We stand on separate sides today,
A thick wall of differences crops up to stay.
We don’t know how to bring it down,
An ocean of distrust for us to drown.
I am on this side, alone and cold,
He on the other, hard and bold.
I feel so incomplete, broken into pieces,
What can I do, that this pain ceases?
Shall I try, make an effort to return?
As my soul misses him and within I burn.
My heart tells me to forego all,
Go after him and make that call.
My mind tells me, it would be his win,
And he would punish me for my sin.
He will do the same, that he’s always done,
He won’t ever value me, for him I am an object of fun.
What should I do? Somebody tell me,
I want him, for without him, I’d be a turbulent sea.

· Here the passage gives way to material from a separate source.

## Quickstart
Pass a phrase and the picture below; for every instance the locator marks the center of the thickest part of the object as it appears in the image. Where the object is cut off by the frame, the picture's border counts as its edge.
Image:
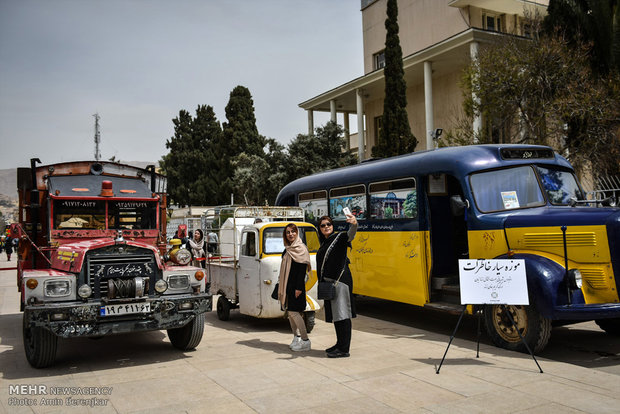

My life without him I cannot imagine,
For I feel like a captive in “Ego” dungeon.
I want to make my heart win, as it seems right always,
So I decide to walk out of the door, apprehensive and dazed.
I open the door and what a sight before my eyes,
To see him walking in my garden, too small for his size.
He looks at me and I know, at that moment,
Times may pass, walls may form,
But our love will sustain and fight every storm.
I run into his arms with tears flowing unstoppable,
And his body embraces mine, this pain unbearable.
With the kiss of love, I surrender in this war of feelings,
Realizing, he may not tell but in love, he too is reeling!